Economists, business groups oppose Maharlika Wealth Fund bill
Prominent economists, policy groups and business leaders have banded together to oppose the creation of a sovereign wealth fund as proposed by the Maharlika Wealth Fund bill, saying this ran contrary to the principles of fiscal prudence, pension fund solvency, Bangko Sentral ng Pilipinas (BSP) independence, good governance and transparency.
On Monday, 12 groups issued a collective statement against House Bill No. 6398, which calls for the creation of a sovereign wealth fund (SWF).
The 12 signatories are Foundation For Economic Freedom, Competitive Currency Forum, Filipina CEO Circle, Financial Executives Institute of The Philippines, Institute of Corporate Directors, Integrity Initiative, Inc., Makati Business Club, Management Association of The Philippines, Movement for Good Governance, Philippine Women’s Economic Network, UP School of Economics Alumni Association and Women’s Business Council Philippines, Inc.
“There is at present no gap nor ‘missing institution’ in the economy that needs to be solved by the creation of an SWF. The country does not have a bonanza of commodity surpluses that need to be deployed,” the group said.
“Instead of leaving a legacy of surplus funds to be managed for future generations, the current generation is leaving a legacy of heavy indebtedness which future generations need to pay or refinance,” it added.
Instead of pursuing the Maharlika fund, they said the government must prioritize the management of fiscal deficit and public debt to avoid impediment to the delivery of public services and prevent a downgrade of sovereign investment credit rating.
It was cited that in other countries, commodity-based SWFs are designed to optimally manage the windfall from the disposition of natural resources for the benefit of future generations, recognizing that such natural resources are exhaustible and commodity prices are uncertain in the long run.
On the other hand, non-commodity-based SWFs are designed to manage the accumulated foreign assets from persistent external trade surpluses and surpluses of state-owned enterprises (SOEs), with the objectives of preserving the value of their capital and realizing returns on investments in order to keep the long-term sustainability of the fund.
“In contrast, the Philippines has neither commodity-based surpluses nor surpluses from external trade and SOEs,” they pointed out. “Although the country is rich in mining resources, they remain undeveloped because of restrictive laws.”
Requiring Land Bank of the Philippines and Development Bank of the Philippines to fund the SWF on the ground that they invest in government securities is in “no way a creation of wealth,” the group said, noting this would just be a “round tripping” when funds are diverted.
Meanwhile, they stressed that as the funds of Government Service Insurance System (GSIS) and Social Security System (SSS) belong to the members, it is “not appropriate” to impose on their members such risks on their retirement funds.

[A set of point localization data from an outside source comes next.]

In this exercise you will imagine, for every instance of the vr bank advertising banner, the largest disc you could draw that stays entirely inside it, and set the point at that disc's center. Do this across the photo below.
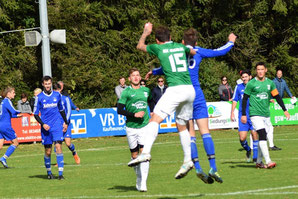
(106, 121)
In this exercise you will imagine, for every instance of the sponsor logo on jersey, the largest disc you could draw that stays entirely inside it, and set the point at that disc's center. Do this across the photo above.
(262, 96)
(140, 105)
(79, 125)
(51, 105)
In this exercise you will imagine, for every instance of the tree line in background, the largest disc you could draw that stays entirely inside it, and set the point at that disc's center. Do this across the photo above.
(102, 38)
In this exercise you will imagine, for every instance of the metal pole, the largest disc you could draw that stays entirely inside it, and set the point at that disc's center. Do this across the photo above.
(45, 47)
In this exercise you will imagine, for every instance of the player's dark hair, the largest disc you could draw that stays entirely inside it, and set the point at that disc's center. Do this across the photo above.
(260, 64)
(132, 70)
(46, 78)
(56, 86)
(190, 37)
(162, 34)
(7, 90)
(246, 71)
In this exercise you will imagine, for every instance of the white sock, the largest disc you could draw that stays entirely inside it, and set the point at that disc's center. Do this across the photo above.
(144, 169)
(270, 136)
(185, 142)
(150, 136)
(265, 151)
(260, 156)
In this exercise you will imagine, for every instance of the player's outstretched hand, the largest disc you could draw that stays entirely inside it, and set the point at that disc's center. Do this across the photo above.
(287, 114)
(65, 127)
(147, 76)
(139, 114)
(148, 28)
(232, 37)
(243, 119)
(46, 127)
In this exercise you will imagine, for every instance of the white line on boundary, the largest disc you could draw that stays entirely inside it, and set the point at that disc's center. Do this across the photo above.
(248, 192)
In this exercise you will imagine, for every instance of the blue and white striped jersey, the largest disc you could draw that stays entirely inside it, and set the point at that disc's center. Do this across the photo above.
(49, 107)
(7, 111)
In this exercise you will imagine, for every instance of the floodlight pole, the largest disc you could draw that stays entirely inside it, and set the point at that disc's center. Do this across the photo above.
(45, 47)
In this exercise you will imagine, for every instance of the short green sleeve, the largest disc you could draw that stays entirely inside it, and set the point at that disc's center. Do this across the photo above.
(123, 98)
(152, 49)
(248, 88)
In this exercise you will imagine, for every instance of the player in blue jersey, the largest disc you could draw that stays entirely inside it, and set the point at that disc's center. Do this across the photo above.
(244, 128)
(7, 111)
(50, 106)
(67, 102)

Should a portion of their investment funds be diverted to an SWF, the group said the actuarial lives of SSS and GSIS- currently at around 40 to 43 years or already far below the ideal 70 years – would likely be shortened further, because the funds would be invested in higher risk assets.
The provision requiring the BSP to contribute 50 percent of its cash dividends to the national government was also cited as “problematic in many aspects,” as it would override the BSP’s judgment on the macroeconomic and financial situation and its decision on the appropriate allocation of its foreign assets.
“This is a direct assault on the constitutional mandate of the BSP as an independent central bank in promoting price stability and managing exchange rate volatilities,” the group said.
“In a centralized economy, the dominant decision maker can make bad decisions whose cost will affect the whole economy. Even supposedly professionally-run SWFs such as Temasek has incurred large losses from bad decisions. The case of the losses of the Malaysian SWF 1Malaysia Development Berhad (1MDB) due to corruption are well-known.”
Similar issues were raised by Global Source economist Romeo Bernardo. “The hotly-debated congressional bill to create a sovereign wealth fund through the pooling of resources of government financial institutions will add to Philippine financial and fiscal risks. The proposal is poorly-timed, with external balances under stress and government debt and borrowings elevated, and it raises the specter of Malaysia’s 1MDB scandal traced ultimately to poor governance,” he said.